Consider a state $x_t$ that probabilistically evolves over time according to a controlled Markov chain, i.e., according to known probabilities
$$\mathbb P(x_{t+1}=x' \,|\, x_t=x,a_t=a)$$
where $a_t$ is the control action at time $t$. To each state $x$, a known reward $r(x)$ is assigned. Actions have no cost. Our objective is to find the sequence of actions so as to maximize the expected reward at a given final time, $\mathbb E[r(x_T)]$. We do not care about rewards before the final time.
It seems that this problem can naturally be addressed by dynamic programming. I've defined the final value function as follows
\begin{align} V_T(x_T) = r(x_T) \end{align}
and value functions for each $t<T$ as
\begin{align} V_t(x) &= \max_{a\in A}\mathbb{E} \Big( V_{t+1}(f(x_t,a_t)) \mid x_t=x,a_t=a \Big)\\ &= \max_{a\in A}\sum_{x'} \mathbb P(x_{t+1}=x' \,|\, x_t=x,a_t=a) V_{t+1}(x') \end{align}
I am confused about how to actually implement this (I'm trying to write the pseudocode). I don't know how to initialize the problem. In a lot of dynamic programming approaches they set the value function at the final time to be zero, but that doesn't seem to make any sense here.
Question: How do I implement the dynamic programming equations above?

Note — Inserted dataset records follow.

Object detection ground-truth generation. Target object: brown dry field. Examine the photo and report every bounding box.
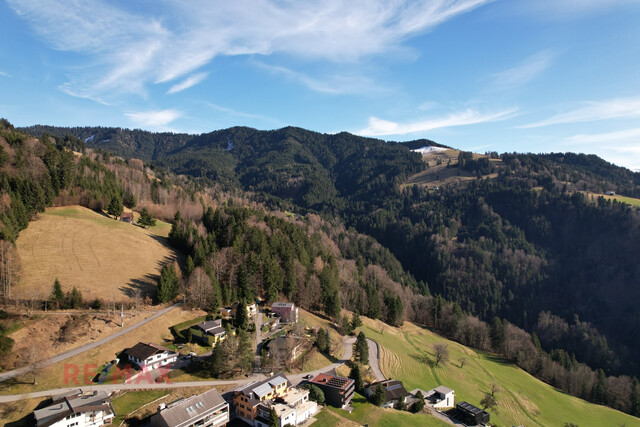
[0,307,154,369]
[14,206,176,301]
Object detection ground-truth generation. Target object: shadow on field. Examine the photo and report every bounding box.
[118,274,160,298]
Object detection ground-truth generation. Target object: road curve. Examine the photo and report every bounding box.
[0,302,182,382]
[0,322,385,403]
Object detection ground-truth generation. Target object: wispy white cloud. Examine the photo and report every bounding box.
[565,128,640,148]
[252,61,390,95]
[358,109,517,136]
[7,0,491,99]
[491,50,554,89]
[520,98,640,129]
[167,73,208,94]
[125,109,182,130]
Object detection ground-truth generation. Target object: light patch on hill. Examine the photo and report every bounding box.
[14,206,176,302]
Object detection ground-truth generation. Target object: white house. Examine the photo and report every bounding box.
[122,342,178,370]
[411,385,456,409]
[33,390,115,427]
[150,388,229,427]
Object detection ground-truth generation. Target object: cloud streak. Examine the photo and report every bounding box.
[491,50,554,89]
[125,109,182,130]
[8,0,491,99]
[520,97,640,129]
[358,109,516,136]
[167,73,208,94]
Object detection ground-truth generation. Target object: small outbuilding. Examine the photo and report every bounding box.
[456,402,489,425]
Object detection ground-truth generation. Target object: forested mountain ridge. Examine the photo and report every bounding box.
[5,121,640,414]
[22,123,640,373]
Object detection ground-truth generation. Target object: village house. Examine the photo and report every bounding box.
[267,334,310,367]
[120,212,133,224]
[191,319,227,346]
[362,380,409,408]
[271,302,298,323]
[231,302,258,317]
[411,385,455,409]
[309,373,355,408]
[454,402,490,425]
[33,390,115,427]
[253,388,318,427]
[122,342,178,370]
[218,307,233,319]
[232,372,291,425]
[149,388,229,427]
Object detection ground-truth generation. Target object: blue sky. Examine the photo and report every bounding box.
[0,0,640,169]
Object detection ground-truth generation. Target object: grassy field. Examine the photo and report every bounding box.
[320,393,450,427]
[0,307,203,394]
[14,206,176,301]
[583,192,640,206]
[362,319,640,427]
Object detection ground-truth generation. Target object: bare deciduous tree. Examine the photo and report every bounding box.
[433,342,449,366]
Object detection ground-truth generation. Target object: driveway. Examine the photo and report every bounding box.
[0,302,182,382]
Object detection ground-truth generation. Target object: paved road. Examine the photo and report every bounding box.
[0,302,182,382]
[367,338,387,381]
[0,337,362,403]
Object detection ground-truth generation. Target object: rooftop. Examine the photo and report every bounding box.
[124,342,173,360]
[309,374,354,390]
[151,388,227,426]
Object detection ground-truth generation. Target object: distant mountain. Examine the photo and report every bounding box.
[27,126,640,375]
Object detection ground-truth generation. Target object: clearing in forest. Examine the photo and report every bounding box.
[13,206,176,301]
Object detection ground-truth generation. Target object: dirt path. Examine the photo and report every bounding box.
[0,302,182,382]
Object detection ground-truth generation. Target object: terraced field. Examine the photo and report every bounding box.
[362,319,640,427]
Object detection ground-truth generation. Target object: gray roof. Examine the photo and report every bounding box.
[271,302,294,308]
[434,385,453,394]
[237,372,291,405]
[194,319,226,335]
[123,342,174,360]
[150,388,228,427]
[33,391,113,427]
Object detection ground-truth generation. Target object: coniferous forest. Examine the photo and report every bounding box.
[5,122,640,415]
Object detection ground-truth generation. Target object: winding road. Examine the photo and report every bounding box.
[0,302,182,384]
[0,334,385,403]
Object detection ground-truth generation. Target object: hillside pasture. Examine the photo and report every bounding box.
[362,319,640,427]
[14,206,176,301]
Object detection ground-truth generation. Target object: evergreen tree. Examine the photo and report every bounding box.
[353,331,369,365]
[138,208,156,228]
[122,190,136,209]
[591,369,607,404]
[631,377,640,417]
[411,391,424,414]
[107,196,124,219]
[51,277,64,308]
[351,310,362,330]
[349,363,364,393]
[156,264,178,303]
[234,299,249,331]
[208,343,224,378]
[236,329,253,372]
[269,408,280,427]
[371,383,387,406]
[185,255,196,277]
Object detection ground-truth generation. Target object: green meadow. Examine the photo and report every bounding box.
[362,320,640,427]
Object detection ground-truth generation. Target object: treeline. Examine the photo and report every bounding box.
[416,296,640,416]
[165,206,403,324]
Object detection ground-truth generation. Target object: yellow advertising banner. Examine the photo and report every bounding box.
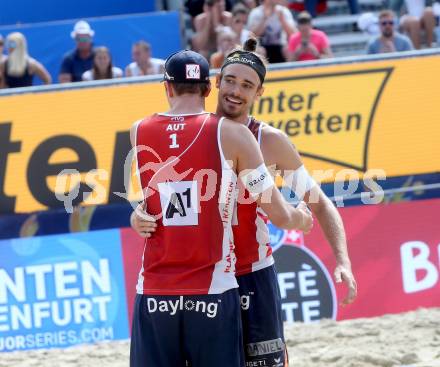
[0,55,440,213]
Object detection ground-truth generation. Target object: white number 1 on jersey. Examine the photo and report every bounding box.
[170,134,179,149]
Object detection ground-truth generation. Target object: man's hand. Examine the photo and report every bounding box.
[334,262,357,306]
[130,204,157,238]
[296,201,313,234]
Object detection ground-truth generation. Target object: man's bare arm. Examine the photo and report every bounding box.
[221,120,313,232]
[262,127,357,304]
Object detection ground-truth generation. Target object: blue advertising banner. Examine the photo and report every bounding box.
[0,0,155,24]
[0,229,128,352]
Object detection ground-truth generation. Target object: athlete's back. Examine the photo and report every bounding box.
[136,113,237,294]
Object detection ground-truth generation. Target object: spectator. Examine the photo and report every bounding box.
[288,11,333,61]
[391,0,435,49]
[58,20,95,83]
[240,0,260,10]
[287,0,328,18]
[209,27,237,69]
[367,10,413,54]
[191,0,232,59]
[185,0,235,18]
[0,34,6,62]
[82,47,123,80]
[231,3,253,45]
[248,0,296,63]
[0,32,52,88]
[125,41,165,76]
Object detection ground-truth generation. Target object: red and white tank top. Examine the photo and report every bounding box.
[232,117,274,276]
[136,112,238,295]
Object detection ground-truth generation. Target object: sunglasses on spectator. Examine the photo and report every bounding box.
[6,41,17,49]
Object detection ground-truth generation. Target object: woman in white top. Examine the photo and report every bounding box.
[391,0,438,49]
[82,46,123,81]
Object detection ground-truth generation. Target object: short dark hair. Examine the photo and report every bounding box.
[169,82,210,97]
[379,9,394,19]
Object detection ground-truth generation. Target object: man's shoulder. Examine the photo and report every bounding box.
[249,5,264,17]
[312,28,327,38]
[394,33,412,45]
[63,49,77,61]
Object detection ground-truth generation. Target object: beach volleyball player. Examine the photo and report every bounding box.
[132,39,356,366]
[130,51,312,367]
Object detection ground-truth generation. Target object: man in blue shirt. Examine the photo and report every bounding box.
[367,10,413,54]
[58,20,95,83]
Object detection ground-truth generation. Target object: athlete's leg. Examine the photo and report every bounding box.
[184,289,244,367]
[130,294,185,367]
[237,266,287,367]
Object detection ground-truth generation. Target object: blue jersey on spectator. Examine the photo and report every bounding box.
[367,33,413,54]
[60,50,95,82]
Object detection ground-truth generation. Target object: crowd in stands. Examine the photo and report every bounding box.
[0,0,440,88]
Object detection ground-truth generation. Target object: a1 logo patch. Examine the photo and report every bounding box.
[158,181,199,226]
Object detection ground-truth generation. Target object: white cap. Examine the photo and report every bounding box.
[357,13,380,35]
[70,20,95,38]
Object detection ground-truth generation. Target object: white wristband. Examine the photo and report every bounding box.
[284,165,316,200]
[240,163,274,196]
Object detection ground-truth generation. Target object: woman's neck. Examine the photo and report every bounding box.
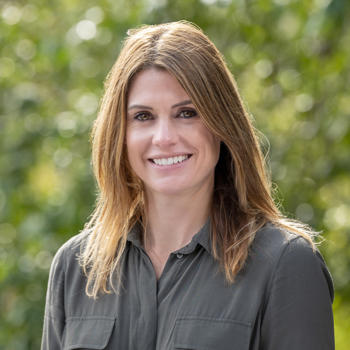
[144,188,212,256]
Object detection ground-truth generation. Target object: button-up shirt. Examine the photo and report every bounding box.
[42,222,334,350]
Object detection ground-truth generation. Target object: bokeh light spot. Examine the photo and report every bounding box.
[75,19,97,40]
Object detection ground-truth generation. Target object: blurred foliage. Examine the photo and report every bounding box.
[0,0,350,350]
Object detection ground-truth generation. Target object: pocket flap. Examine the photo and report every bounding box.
[174,317,251,350]
[64,316,115,350]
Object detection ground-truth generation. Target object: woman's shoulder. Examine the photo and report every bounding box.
[250,223,326,278]
[251,224,333,298]
[252,223,317,258]
[51,230,89,269]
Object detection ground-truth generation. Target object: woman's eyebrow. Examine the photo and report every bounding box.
[171,100,192,108]
[128,100,192,111]
[128,105,153,111]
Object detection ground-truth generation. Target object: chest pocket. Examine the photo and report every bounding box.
[174,317,251,350]
[63,316,115,350]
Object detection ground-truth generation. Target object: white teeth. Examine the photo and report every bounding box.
[153,155,188,165]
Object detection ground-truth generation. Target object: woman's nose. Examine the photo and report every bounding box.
[153,118,178,147]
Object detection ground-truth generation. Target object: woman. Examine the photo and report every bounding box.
[42,21,334,350]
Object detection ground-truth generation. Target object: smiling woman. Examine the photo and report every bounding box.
[42,21,334,350]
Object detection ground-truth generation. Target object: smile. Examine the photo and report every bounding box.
[151,154,191,165]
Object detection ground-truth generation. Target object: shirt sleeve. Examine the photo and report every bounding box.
[261,237,335,350]
[41,249,65,350]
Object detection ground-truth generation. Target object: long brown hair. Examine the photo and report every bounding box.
[80,21,314,297]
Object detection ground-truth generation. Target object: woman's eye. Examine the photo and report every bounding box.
[179,109,197,119]
[134,112,151,122]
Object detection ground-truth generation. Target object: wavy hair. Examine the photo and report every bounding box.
[80,21,314,298]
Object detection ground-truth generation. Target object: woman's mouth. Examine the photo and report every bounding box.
[150,154,192,165]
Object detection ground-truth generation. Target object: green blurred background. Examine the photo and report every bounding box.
[0,0,350,350]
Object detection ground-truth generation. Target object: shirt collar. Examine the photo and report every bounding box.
[127,219,212,254]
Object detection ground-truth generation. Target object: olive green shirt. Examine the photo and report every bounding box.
[42,222,334,350]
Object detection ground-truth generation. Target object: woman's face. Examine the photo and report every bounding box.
[126,68,220,195]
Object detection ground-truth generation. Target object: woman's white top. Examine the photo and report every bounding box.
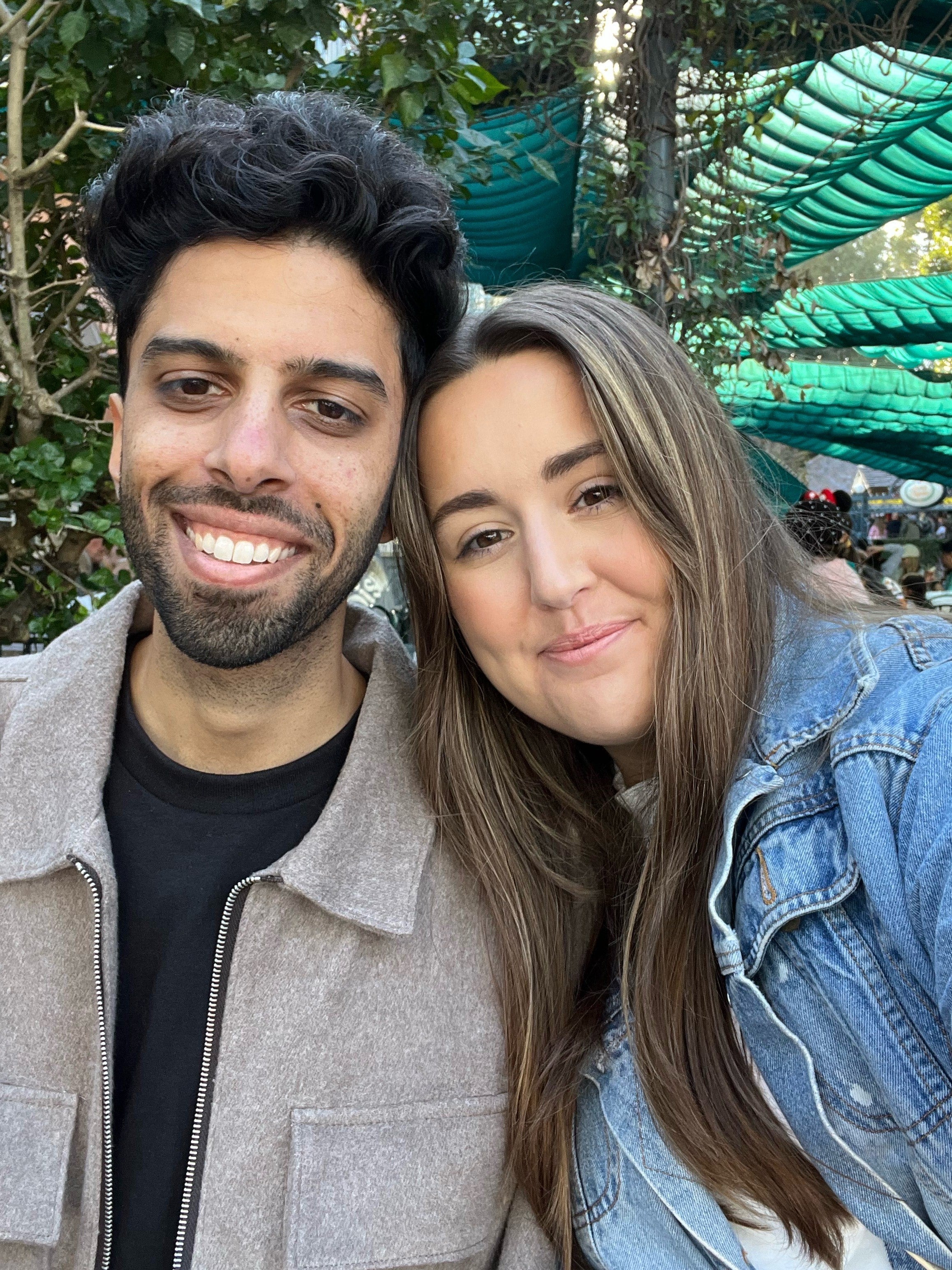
[615,777,891,1270]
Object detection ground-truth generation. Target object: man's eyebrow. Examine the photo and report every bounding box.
[542,441,605,480]
[430,489,499,530]
[284,357,387,401]
[140,335,245,366]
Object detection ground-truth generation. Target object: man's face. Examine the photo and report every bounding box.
[109,239,404,668]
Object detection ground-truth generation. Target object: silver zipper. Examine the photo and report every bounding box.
[72,857,113,1270]
[171,874,263,1270]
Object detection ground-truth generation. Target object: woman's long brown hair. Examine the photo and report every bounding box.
[393,283,847,1266]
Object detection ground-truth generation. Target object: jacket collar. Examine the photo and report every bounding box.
[754,602,880,767]
[0,583,433,935]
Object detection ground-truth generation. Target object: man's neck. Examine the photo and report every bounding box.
[129,605,365,774]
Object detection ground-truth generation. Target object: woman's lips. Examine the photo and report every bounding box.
[541,619,633,665]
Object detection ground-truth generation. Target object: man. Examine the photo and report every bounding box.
[0,94,552,1270]
[938,538,952,591]
[899,542,919,582]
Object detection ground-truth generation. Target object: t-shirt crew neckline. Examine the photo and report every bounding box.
[114,663,360,815]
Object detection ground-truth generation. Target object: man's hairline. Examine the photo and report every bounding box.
[116,225,416,401]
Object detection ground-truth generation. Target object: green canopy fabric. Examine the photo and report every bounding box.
[717,359,952,484]
[456,90,584,288]
[857,342,952,371]
[760,270,952,345]
[746,442,806,516]
[693,48,952,265]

My ideas so far: Since we know the reward function, perhaps we can initialize $V_T(x)$ to $r(x)$ for every possible $x$? Then using the value functions $V_t(x)$, $t<T$, we can step back all the way to $V_0(x)$. Doing this for every possible $x$ and keeping track of the optimizers will give us a table of optimal actions $a$ for any state $x$ that we may encounter. Is this correct?